Johnston v Allen (No 2) [2024] NSWSC 476

The facts

A complaint was made to the New South Wales Legal Services Commissioner arising from the sale of a property and a subsequent settled court proceeding. The complaint was made by a non-party but was prepared by a solicitor and barrister who had acted in the proceedings. It drew on a purportedly confidential affidavit filed by the practitioner against whom the complaint was made, and on three transaction documents produced under subpoena.

The outcome

The court held that the three subpoenaed documents were subject to the Harman obligation. A breach was found. The court was critical of the incomplete explanations provided by the parties who had breached the obligation, and noted that the practitioner whose material had been used was entitled to pursue contempt proceedings.

The court ultimately made a release order, but was explicit that this was a matter of expediency and that no such order would have been made if there had been any possibility of it heading off a contempt application.

The lesson: retrospective release may be granted, but should not be assumed. The completeness and candour of the explanation given to the court is a critical factor.
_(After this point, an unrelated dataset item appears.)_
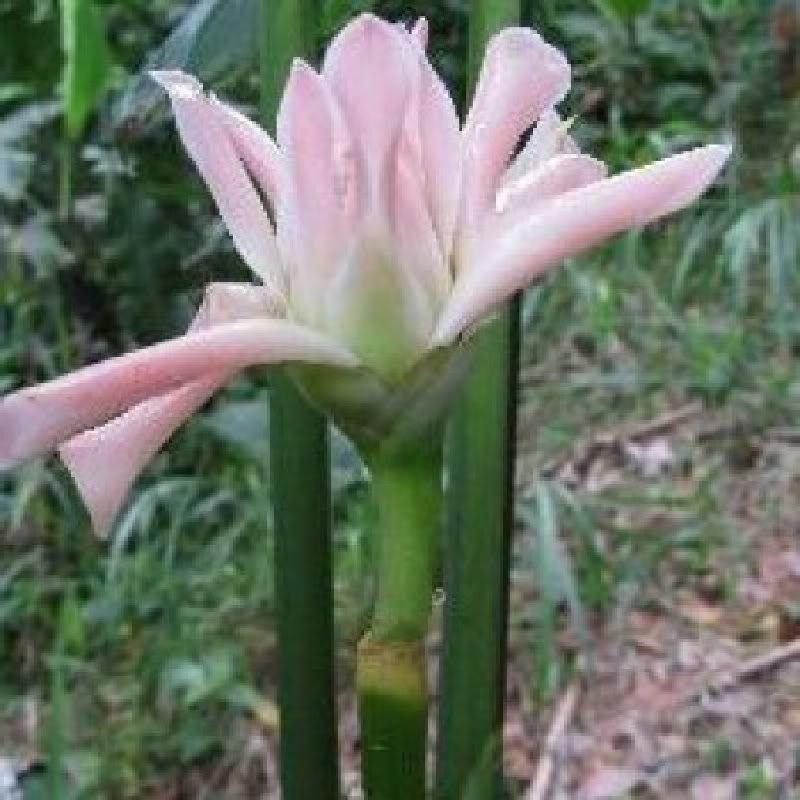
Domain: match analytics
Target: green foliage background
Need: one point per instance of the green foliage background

Incomplete explanations actively reduce the prospect of relief.


Run this check before using any document that is not your client's own personal or business record.

Step 1: origin

  • Was the document obtained through discovery, subpoena, or court direction?
  • Was it created independently of the proceeding?

Step 2: status

  • Has it been read or referred to in open court?
  • Has it been tendered and received into evidence?

Step 3: permission

  • Is there an existing order releasing the Harman obligation?
  • If not, do you need one before proceeding?
If the answer to any question is uncertain: stop and treat the material as restricted until you have confirmed its status.
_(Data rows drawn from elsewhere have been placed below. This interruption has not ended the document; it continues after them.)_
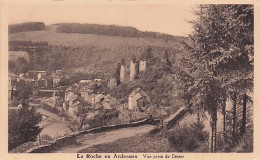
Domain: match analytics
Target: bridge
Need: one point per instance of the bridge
(53, 91)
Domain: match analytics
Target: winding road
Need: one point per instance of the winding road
(89, 140)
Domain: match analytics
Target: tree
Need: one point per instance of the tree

Only the court can release the Harman obligation. Release can be sought in advance, without admitting breach: Polyaire Pty Ltd v K-Aire Pty Ltd [2011] 111 SASR 19. The threshold for special circumstances is not high: Helicopter Aerial Surveys Pty Ltd v Garry Robertson [2015] NSWSC 2104.

Courts consider factors including:

  • the nature of the document and its sensitivity
  • how and when the document came into existence
  • whether the proposed use would advance justice in the new context
  • whether affected parties object.

Where secondary use of material is foreseeable at any point in a matter, apply for release early. A prompt application, before any use is made, is far easier to manage than a retrospective one.
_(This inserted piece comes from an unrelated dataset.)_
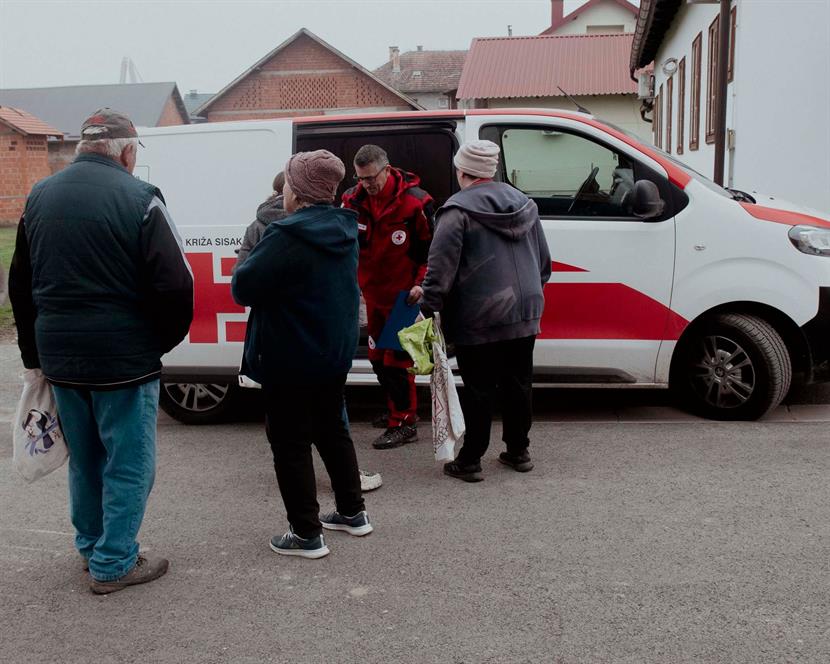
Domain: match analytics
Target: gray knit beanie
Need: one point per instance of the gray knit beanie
(314, 176)
(478, 158)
Act immediately. Courts assess the reasonableness of the conduct, whether forensic advantage was sought or obtained, and the completeness of the explanation given. Delay and incomplete explanations both operate against the practitioner seeking relief.

Do immediately

  • Stop further use or dissemination of the material.
  • Inform relevant parties where appropriate.
  • Prepare a clear and complete explanation of what occurred.

Then

  • Apply promptly to the court.
  • Proffer an apology and provide a comprehensive explanation for the breach.
  • Consider applying for a retrospective order releasing the obligation.
  • Offer to pay any affected parties' costs on an indemnity basis.
  • Warn clients explicitly whenever you provide them with copies of material subject to the obligation, before you hand over the documents.
  • Document your analysis at the time you consider whether the Harman obligation applies, by way of a file note recording the check you performed.
  • Assume the obligation applies broadly, not narrowly, where there is any doubt about whether a document was produced under compulsion.
  • Seek release early where secondary use is foreseeable, rather than waiting until the question becomes urgent.
  • Own mistakes quickly. Delay increases both the legal risk and the reputational risk.